The reason we’re fat is not because of bread and fruit. Much of the obesity crisis has been blamed on eating out more (Americans spend almost twice as much time per week eating out as exercising), soft drinks, snacking, bigger portion sizes and “the enormous amount of very clever and very effective advertising of junk food/fast food.” Our children, for example, are subjected to 10,000 ads for processed food every year. There’s no way parents can compete. As one medical journal pointed out, our children “will never see a slick high-budget (or even low-budget) ad for apples or broccoli.”
Twenty years ago, a typical US bagel was 3 inches; now it’s twice that and contains a whopping 350 calories. Outback Steakhouse now has an appetizer of cheese fries, which breaks the scale at over 3000 calories, an appetizer containing more calories than most people eat all day. One would have to walk about 35 miles to burn that kind of thing off.
The standard coke bottle used to be around 6 ounces. Then came the 12 ounce can. Now we have the 20 ounce bottles, or, of course, the 64-ounce “Double Gulp,” containing about 50 spoonfuls of sugar.

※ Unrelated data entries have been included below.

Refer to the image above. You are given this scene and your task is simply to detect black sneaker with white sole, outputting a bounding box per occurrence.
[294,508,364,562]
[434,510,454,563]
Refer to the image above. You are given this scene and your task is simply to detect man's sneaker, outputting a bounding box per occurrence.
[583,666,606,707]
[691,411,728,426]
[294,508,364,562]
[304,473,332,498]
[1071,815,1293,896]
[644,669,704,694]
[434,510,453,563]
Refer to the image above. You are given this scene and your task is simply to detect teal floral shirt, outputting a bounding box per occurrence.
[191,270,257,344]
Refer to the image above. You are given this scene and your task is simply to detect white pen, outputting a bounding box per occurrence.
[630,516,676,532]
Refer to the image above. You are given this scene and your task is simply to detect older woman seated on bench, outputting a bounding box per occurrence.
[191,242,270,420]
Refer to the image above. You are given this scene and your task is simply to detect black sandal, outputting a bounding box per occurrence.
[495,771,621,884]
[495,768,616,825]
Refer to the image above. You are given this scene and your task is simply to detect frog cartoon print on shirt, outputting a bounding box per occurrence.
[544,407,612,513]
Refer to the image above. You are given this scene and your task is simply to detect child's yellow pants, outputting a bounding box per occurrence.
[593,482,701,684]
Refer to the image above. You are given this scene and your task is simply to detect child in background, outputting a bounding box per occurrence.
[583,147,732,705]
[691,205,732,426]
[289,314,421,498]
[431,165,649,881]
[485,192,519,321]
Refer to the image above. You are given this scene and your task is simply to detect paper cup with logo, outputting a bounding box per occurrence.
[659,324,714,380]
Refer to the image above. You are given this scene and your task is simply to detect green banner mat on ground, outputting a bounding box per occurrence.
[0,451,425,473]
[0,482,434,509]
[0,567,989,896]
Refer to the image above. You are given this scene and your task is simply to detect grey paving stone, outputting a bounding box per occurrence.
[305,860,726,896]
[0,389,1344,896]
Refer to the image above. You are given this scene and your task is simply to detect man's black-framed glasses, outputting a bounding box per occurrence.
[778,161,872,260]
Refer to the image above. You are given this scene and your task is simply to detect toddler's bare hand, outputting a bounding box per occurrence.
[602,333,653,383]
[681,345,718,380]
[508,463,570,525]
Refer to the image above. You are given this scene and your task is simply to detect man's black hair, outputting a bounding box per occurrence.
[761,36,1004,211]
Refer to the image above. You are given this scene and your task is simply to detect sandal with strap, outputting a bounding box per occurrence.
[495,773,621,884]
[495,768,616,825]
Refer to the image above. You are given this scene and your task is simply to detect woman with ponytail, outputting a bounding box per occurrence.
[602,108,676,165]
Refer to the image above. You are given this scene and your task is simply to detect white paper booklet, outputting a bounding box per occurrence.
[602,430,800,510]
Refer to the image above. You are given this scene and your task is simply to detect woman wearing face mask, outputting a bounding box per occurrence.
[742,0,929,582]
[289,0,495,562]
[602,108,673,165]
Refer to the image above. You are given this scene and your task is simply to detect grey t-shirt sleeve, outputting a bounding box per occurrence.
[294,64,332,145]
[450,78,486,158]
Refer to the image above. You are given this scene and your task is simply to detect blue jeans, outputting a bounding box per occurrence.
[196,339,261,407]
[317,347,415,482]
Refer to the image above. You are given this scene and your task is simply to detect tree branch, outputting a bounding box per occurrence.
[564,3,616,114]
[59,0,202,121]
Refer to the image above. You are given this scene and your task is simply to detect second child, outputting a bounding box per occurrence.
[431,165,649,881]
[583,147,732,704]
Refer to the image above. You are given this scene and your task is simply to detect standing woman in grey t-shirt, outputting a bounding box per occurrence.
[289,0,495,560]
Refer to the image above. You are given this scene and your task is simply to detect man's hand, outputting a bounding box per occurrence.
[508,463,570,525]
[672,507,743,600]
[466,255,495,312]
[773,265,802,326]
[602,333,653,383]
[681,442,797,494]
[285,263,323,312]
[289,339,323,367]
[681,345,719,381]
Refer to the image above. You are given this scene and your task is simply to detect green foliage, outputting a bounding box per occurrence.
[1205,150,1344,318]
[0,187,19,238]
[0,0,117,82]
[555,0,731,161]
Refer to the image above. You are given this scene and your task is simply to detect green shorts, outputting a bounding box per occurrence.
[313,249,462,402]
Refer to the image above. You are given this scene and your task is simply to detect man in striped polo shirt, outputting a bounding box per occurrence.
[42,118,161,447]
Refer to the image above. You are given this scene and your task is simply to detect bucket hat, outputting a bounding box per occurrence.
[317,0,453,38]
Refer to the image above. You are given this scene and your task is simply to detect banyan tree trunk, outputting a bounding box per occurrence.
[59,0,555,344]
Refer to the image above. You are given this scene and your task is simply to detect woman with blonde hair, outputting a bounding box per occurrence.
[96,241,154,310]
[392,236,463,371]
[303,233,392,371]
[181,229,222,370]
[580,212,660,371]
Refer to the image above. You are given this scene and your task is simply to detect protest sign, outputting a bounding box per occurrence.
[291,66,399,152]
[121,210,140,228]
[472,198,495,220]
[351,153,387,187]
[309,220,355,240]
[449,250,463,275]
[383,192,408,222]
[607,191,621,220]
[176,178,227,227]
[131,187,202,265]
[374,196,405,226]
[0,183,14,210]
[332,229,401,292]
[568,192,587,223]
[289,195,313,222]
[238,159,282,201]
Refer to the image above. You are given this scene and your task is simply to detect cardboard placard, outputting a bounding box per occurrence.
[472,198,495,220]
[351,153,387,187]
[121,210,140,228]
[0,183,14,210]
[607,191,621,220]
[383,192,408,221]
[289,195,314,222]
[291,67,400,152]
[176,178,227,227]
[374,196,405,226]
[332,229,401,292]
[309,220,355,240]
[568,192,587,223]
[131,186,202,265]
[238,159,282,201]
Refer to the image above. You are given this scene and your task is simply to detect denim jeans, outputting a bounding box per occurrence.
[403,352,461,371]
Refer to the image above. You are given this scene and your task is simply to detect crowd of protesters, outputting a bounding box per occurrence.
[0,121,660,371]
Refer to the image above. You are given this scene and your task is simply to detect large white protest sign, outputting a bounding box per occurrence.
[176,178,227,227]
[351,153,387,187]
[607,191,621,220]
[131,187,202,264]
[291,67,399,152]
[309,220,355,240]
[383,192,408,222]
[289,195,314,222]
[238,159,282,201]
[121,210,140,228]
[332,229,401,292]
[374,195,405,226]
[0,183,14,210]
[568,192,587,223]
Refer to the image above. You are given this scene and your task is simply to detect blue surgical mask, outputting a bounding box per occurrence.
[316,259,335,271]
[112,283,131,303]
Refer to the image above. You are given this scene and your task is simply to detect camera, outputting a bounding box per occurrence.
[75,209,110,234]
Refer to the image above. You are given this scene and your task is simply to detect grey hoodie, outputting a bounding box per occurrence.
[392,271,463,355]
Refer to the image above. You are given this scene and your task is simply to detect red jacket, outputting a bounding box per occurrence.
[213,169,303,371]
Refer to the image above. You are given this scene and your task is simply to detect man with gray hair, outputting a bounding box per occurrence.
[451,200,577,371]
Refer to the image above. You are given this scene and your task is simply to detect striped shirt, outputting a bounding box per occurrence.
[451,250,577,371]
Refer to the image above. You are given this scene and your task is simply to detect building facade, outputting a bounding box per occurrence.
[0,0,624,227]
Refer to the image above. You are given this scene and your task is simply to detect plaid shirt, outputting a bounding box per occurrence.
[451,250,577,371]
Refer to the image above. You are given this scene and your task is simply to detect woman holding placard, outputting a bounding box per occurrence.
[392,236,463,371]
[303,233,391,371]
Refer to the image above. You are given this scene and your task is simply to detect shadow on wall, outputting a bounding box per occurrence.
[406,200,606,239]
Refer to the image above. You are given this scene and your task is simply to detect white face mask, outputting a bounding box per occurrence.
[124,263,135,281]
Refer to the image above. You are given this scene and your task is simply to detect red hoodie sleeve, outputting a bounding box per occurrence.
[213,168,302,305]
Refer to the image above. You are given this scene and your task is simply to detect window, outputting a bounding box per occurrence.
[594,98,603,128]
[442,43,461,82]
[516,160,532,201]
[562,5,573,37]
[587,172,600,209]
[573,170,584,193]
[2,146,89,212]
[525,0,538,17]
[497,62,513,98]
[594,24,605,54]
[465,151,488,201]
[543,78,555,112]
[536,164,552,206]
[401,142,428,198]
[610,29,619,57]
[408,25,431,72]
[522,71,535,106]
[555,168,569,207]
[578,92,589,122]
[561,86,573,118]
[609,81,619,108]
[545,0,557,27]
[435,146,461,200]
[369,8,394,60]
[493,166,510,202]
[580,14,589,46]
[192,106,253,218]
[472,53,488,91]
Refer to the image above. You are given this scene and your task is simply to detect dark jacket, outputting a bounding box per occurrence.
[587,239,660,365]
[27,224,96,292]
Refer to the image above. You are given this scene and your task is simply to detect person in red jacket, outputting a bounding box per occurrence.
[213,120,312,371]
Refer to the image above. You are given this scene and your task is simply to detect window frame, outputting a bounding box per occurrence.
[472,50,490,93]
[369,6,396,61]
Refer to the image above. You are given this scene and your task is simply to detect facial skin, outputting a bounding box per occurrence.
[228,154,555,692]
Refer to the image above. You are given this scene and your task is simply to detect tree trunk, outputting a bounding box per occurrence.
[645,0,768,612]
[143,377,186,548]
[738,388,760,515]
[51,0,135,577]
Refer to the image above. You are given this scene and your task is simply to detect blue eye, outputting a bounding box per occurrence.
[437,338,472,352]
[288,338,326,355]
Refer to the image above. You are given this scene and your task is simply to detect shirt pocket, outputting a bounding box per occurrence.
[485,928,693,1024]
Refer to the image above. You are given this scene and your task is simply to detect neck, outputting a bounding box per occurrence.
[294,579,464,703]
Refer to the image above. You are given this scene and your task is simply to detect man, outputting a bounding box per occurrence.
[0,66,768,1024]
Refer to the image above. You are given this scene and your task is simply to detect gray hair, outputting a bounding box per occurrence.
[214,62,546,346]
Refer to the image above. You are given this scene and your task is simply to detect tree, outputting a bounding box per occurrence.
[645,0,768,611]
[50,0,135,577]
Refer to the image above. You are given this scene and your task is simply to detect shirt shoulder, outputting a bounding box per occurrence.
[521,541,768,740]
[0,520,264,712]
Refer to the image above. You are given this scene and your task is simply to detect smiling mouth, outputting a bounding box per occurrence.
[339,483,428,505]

In fact, the Double Gulp is selling so well that 7-Eleven considered an even larger size, which a company spokesperson described only as a “wading-pool-sized drink.”
The National Soft Drink Association boasts on their website that “Soft drinks have emerged as America’s favorite refreshment. Indeed, one of every four beverages consumed in America today is a carbonated soft drink, averaging out to about 53 gallons of soft drinks per year for every man, woman and child.” Interestingly, the introduction of high fructose corn syrup (primarily consumed in soft drinks) around 1970 seems to exactly parallel the sudden rapid rise in obesity in this country. Thanks in part to the American food corporations, becoming overweight, as one prominent obesity researcher pointed out, “is now the normal response to the American environment.”
There is no mystery why we are the fattest country on Earth. “We’re overfed, over-advertised, and under-exercised,” says Stanford obesity expert John Farquhar. “It’s the enormous portion sizes and sitting in front of the TV and computer all day” that are to blame. “It’s so gol’darn obvious–how can anyone ignore it?”